When the shipowner is not at fault, the convention caps liability at between 3 million special drawing rights (SDR) for a ship of 5,000 GT to 59.7 million SDR for ships over 140,000 GT.
The 2000 Amendments
Adoption: 18 October 2000
Entry into force: 1 November 2003
The amendments raised the compensation limits by 50 percent compared to the limits set in the 1992 Protocol, as follows:
For a ship not exceeding 5,000 gross tonnage, liability is limited to 4.51 million SDR (US$5.78 million)
For a ship 5,000 to 140,000 gross tonnage: liability is limited to 4.51 million SDR plus 631 SDR for each additional gross tonne over 5,000
For a ship over 140,000 gross tonnage: liability is limited to 89.77 million SDR
The HNS Convention to compensation for damages occurring from spill of dangerous goods is based on the same legal framework.[3]

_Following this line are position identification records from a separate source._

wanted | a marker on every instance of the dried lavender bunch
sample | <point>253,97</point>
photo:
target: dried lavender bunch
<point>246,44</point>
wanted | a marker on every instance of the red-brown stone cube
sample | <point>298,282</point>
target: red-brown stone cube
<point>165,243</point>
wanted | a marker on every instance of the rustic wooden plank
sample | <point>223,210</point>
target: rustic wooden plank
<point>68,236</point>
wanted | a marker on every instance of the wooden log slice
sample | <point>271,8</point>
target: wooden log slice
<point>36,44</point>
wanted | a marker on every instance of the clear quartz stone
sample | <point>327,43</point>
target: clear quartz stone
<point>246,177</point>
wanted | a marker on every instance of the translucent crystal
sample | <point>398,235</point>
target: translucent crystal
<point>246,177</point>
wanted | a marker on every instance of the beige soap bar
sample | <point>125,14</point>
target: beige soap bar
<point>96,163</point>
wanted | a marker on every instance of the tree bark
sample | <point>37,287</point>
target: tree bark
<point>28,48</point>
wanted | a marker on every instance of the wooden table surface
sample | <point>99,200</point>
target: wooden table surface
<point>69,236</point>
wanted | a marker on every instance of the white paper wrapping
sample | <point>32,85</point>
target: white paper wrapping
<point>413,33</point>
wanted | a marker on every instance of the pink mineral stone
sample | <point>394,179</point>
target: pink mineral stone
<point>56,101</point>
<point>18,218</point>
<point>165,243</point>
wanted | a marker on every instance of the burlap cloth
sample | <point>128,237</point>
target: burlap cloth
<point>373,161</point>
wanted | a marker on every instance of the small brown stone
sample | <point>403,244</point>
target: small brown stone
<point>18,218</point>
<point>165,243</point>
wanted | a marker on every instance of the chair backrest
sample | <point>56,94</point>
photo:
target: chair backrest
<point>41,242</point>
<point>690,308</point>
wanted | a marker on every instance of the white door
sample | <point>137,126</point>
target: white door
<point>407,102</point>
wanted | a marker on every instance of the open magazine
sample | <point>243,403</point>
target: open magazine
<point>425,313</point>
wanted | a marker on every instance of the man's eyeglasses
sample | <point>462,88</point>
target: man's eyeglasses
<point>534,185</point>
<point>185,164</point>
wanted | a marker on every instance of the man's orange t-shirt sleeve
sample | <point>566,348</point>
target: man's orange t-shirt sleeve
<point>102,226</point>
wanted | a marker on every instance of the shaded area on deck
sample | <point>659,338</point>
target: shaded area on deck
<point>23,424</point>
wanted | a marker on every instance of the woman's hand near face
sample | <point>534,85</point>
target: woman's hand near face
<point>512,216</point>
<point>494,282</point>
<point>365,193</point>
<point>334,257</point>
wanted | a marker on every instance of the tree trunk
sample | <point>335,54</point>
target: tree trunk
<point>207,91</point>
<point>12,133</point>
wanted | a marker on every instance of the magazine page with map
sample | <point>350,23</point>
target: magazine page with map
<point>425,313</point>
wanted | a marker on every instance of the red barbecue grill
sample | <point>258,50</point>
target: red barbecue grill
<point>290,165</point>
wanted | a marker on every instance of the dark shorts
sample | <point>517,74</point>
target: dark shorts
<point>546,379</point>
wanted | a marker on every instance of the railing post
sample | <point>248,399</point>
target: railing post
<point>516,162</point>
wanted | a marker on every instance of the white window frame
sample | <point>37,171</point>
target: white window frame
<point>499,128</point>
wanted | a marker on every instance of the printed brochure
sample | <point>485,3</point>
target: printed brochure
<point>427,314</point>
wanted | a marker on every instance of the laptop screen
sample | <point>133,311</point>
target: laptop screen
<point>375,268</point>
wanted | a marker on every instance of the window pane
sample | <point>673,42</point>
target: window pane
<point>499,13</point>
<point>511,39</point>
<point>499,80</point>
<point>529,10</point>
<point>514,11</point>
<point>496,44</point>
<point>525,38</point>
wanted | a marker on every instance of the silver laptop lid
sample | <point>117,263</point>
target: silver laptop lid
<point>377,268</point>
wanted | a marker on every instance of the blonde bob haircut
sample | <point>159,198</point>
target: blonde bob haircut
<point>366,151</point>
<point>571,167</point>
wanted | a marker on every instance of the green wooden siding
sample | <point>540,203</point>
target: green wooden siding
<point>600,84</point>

As of September 2016, 136 states, representing 97.5 per cent of the world fleet, are contracting parties to the CLC Protocol of 1992, which amends the original CLC Convention.[4] Bolivia, North Korea, Honduras, and Lebanon—which are generally flag of convenience states—have not ratified the treaty.[5]
The United States of America is not a signatory to CLC, despite considerable involvement in its formulation. This is due to significant nation legislation such as the Oil Pollution Act, 1990, so signing the CLC was deemed unnecessary.[6]